NEW YORK (GenomeWeb) – A pair of studies out today are providing new details on gut microbial community characteristics that coincide with conditions such as Crohn's disease or response to salt-heavy diets.
In one of two new papers in Nature, researchers from Belgium outlined findings from a gut microbiome analysis that used a quantitative microbiome profiling (QMP) approach to assess levels of microbial representation in gut communities. For their analysis, the investigators applied the QMP method, which uses a combination of amplicon sequencing and microbial cell-tallying flow cytometry, to fecal samples from 40 individuals.
"Until now, proportional approaches have been the standard in microbiome research," corresponding author Jeroen Raes, a microbiology and immunology researcher affiliated with the University of Leuven and VIB's Center for Microbiology, said in a statement. "However, without quantitative data, percentages cannot tell you whether a particular bacterium is actually becoming more abundant under specific conditions."
With these QMP data, longitudinal stool samples from dozens more healthy individuals, and microbial enterotype profiles for more than 1,100 participants in the Flemish Gut Flora Project (FGFP), including individuals with or without Crohn's disease, the team characterized microbial abundance and enterotypes.
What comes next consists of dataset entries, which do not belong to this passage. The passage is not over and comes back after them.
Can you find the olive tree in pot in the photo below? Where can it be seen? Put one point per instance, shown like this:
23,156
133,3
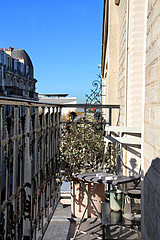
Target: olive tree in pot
82,150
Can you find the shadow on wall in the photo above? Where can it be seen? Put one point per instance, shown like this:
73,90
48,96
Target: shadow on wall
152,201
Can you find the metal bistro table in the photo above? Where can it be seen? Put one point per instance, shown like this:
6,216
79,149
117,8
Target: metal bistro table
97,178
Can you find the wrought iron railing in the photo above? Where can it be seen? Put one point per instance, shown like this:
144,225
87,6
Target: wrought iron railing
30,133
29,149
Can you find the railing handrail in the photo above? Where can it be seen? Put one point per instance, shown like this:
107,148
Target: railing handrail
28,102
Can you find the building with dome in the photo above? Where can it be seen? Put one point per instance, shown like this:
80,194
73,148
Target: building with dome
17,74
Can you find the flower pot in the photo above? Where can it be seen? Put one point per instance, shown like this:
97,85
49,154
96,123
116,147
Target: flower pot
116,200
79,199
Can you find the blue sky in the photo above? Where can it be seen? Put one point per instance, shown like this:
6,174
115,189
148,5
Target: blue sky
63,39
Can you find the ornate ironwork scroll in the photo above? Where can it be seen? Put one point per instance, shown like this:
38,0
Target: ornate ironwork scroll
96,93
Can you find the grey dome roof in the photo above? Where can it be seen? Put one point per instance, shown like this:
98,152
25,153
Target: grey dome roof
20,53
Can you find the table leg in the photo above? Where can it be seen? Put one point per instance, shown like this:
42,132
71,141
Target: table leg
89,200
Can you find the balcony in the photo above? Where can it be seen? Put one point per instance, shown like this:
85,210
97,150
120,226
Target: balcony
30,168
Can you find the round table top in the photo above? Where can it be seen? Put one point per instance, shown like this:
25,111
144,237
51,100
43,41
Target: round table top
109,178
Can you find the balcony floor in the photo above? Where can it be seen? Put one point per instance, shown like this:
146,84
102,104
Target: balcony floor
62,227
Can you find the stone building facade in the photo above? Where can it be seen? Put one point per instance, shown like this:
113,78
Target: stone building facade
16,74
131,78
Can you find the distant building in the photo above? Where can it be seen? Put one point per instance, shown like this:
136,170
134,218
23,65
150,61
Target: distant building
16,74
58,98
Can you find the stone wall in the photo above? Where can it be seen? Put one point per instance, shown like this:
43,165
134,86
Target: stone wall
151,191
122,59
151,203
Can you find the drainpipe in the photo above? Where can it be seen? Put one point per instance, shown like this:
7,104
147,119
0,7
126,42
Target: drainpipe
127,48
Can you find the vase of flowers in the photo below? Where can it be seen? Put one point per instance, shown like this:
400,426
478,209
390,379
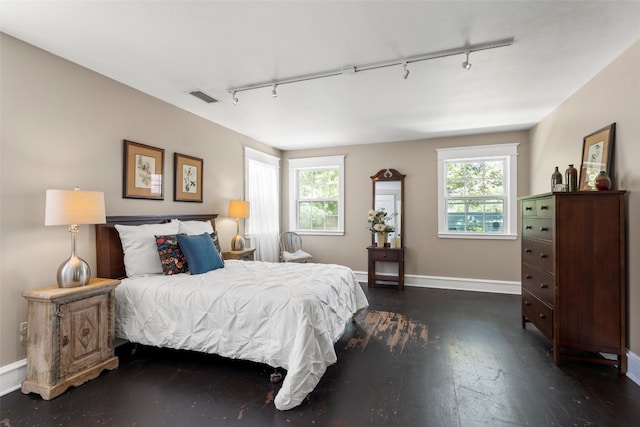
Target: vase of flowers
378,224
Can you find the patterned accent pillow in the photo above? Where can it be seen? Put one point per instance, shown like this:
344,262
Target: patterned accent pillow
171,257
216,241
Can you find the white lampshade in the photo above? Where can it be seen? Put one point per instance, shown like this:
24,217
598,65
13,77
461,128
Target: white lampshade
66,207
238,209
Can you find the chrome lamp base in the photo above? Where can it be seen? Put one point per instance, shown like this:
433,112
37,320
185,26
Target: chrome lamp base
238,243
73,272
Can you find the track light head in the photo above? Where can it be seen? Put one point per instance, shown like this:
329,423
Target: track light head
466,64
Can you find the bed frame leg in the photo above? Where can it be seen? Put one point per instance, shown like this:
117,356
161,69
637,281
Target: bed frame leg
275,377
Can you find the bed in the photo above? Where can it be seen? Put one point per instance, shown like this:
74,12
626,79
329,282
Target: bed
285,315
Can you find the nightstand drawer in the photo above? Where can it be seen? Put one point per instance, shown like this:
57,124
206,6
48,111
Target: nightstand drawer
385,254
538,228
537,313
538,283
538,254
544,207
529,208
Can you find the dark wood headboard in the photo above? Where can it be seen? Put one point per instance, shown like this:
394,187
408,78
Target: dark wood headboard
109,255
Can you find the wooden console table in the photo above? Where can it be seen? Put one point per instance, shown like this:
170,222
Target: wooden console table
385,255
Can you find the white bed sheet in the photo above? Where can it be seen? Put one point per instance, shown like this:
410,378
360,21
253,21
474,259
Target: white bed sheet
285,315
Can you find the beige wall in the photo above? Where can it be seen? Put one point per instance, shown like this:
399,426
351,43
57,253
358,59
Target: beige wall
426,254
62,126
612,96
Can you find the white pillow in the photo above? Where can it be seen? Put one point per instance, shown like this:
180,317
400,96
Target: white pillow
194,227
140,248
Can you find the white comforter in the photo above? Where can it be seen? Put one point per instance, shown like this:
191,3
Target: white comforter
282,314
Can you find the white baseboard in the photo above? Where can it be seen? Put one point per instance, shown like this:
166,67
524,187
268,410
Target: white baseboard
12,375
455,283
633,367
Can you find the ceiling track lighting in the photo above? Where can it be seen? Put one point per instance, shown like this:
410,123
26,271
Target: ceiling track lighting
466,50
466,64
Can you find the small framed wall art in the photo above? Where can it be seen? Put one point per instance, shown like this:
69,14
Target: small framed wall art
143,168
187,171
597,153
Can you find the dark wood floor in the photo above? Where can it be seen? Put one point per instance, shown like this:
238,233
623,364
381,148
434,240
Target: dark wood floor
421,357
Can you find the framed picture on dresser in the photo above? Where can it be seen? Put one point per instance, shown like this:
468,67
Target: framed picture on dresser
597,153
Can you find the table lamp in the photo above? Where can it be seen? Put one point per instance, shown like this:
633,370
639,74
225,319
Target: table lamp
72,208
238,209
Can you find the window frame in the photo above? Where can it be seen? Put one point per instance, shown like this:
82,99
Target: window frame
506,152
315,163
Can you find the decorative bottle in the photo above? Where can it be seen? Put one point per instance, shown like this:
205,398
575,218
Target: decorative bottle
603,182
572,178
556,178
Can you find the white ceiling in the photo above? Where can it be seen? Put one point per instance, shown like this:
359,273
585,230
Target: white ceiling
169,48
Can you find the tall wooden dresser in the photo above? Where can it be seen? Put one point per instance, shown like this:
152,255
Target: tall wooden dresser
574,273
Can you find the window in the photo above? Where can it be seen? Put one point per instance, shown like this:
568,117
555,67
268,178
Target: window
261,188
316,195
477,191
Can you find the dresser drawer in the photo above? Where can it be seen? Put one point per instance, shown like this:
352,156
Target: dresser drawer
544,207
383,254
537,313
537,228
538,254
538,283
529,208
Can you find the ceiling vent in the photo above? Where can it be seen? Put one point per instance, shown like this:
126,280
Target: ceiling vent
203,96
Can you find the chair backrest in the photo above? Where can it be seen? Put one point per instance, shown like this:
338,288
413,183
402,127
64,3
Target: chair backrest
290,242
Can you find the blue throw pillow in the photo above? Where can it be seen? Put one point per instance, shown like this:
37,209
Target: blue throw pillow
200,252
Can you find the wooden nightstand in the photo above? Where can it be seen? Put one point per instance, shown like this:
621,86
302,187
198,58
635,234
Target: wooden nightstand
243,255
70,336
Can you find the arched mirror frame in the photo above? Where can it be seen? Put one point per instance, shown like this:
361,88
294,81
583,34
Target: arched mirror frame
390,175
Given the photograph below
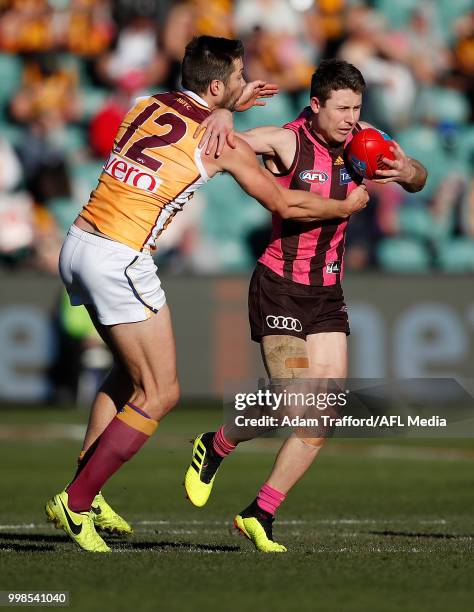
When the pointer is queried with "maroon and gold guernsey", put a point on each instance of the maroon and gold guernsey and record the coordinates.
(153, 169)
(311, 253)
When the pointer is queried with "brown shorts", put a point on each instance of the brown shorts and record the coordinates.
(278, 306)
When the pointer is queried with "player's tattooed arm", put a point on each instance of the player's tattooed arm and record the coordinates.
(406, 171)
(218, 129)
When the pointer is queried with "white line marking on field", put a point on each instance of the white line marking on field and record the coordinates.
(342, 521)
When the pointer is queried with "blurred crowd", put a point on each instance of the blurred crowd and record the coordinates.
(70, 69)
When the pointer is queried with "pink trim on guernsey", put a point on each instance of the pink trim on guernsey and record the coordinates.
(269, 499)
(221, 445)
(331, 254)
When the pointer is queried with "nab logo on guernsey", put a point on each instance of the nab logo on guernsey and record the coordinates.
(314, 176)
(333, 267)
(128, 173)
(344, 177)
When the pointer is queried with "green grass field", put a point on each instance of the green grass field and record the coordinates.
(376, 525)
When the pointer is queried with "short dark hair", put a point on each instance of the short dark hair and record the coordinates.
(207, 58)
(334, 74)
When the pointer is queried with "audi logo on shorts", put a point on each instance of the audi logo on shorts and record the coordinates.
(287, 323)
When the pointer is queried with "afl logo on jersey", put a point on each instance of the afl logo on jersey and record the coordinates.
(314, 176)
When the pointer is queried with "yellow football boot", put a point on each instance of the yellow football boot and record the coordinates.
(106, 519)
(256, 525)
(79, 526)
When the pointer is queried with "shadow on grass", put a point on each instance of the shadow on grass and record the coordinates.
(177, 546)
(415, 534)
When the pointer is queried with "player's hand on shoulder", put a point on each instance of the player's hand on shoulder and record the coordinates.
(398, 170)
(356, 200)
(218, 130)
(253, 93)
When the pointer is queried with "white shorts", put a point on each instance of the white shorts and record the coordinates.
(118, 281)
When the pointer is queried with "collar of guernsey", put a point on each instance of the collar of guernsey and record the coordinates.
(194, 96)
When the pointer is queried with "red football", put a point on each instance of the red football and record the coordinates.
(366, 151)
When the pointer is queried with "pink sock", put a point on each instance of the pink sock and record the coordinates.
(221, 445)
(269, 499)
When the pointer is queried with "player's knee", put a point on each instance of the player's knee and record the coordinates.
(162, 401)
(314, 443)
(170, 397)
(329, 370)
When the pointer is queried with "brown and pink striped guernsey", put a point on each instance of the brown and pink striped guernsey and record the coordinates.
(312, 253)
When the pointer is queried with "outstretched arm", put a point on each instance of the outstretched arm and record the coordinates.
(242, 164)
(406, 171)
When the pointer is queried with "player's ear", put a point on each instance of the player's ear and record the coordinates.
(216, 87)
(315, 105)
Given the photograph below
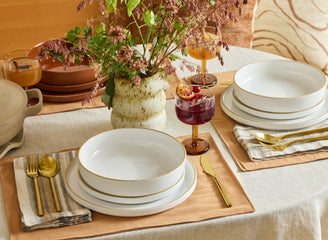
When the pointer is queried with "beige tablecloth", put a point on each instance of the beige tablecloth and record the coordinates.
(204, 203)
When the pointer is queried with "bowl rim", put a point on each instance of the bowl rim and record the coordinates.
(133, 180)
(280, 60)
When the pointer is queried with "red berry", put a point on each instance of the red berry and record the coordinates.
(196, 89)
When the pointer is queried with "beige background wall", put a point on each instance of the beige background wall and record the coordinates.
(25, 23)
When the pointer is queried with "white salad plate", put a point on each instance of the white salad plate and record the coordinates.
(237, 114)
(280, 85)
(129, 210)
(129, 200)
(277, 115)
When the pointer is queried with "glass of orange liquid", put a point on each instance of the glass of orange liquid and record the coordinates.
(22, 67)
(204, 51)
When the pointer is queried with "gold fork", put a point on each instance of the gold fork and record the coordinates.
(32, 171)
(282, 147)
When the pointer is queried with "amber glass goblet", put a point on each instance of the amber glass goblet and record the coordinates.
(195, 111)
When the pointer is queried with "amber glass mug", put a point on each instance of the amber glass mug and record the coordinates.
(22, 67)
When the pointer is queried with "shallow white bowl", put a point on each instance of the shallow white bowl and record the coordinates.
(131, 161)
(277, 115)
(279, 86)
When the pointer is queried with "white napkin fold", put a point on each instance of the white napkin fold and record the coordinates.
(72, 213)
(256, 152)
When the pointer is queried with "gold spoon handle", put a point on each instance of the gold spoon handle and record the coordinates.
(223, 193)
(58, 209)
(307, 140)
(38, 197)
(305, 132)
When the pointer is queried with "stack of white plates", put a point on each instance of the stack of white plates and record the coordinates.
(131, 172)
(277, 95)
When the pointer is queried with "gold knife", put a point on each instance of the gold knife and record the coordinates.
(209, 170)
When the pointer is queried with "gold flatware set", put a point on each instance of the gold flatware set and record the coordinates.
(47, 167)
(270, 142)
(209, 170)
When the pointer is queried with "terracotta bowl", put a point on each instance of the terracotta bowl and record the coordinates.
(53, 72)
The analyses highlighted gut microbiome variation in the healthy individuals and pointed to gut microbiome deficits associated with Crohn's disease, ranging from an overall decline in bacterial abundance and a drop in bacteria from the Bacteroides genus.
"[W]e identify microbial load as a key driver of observed microbiota alterations in a cohort of patients with Crohn's disease, here associated with low-cell-count Bacteroides enterotype," Raes and his co-authors wrote.
The FGFP began in 2012. In the first five years of this population gut microbiome profiling effort, the team has collected around 3,000 stool samples from healthy participants.
For the second gut microbiome study in Nature today, a German- and US-led team examined ties between salt consumption, the gut microbiome, hypertension, and autoimmunity in a mouse models and in a dozen healthy German men who volunteered to take several salt tablets daily for two weeks.
Along with 16S ribosomal RNA sequencing experiments that revealed a drop Lactobacillus murinus and other bacterial species in fecal pellets from high salt-fed mice, the researchers found that hypertension-related pro-inflammatory CD4+ Th-17 T cell levels were enhanced in mice with high salt intake — an effect that was somewhat mitigated by giving the animals doses of L. murinus with their salty food.
The team saw signs of similar interactions in the guts of humans scarfing down high-salt fare for 14 days. In a preliminary, pilot study of 12 men, Lactobacillus bacterial species levels declined in metagenomic sequence data generated from fecal samples, while blood pressure and blood levels of Th17 cells notched higher.
"I think certainly there's some promise in developing probiotics that could be targeted to possibly fixing some of the effects of a high-salt diet, but people shouldn't think they can eat fast food and then pop a probiotic, and it will be canceled out," that study's co-senior author Eric Alm, director of the Massachusetts Institute of Technology's Center for Microbiome Informatics and Therapeutics, said in a statement.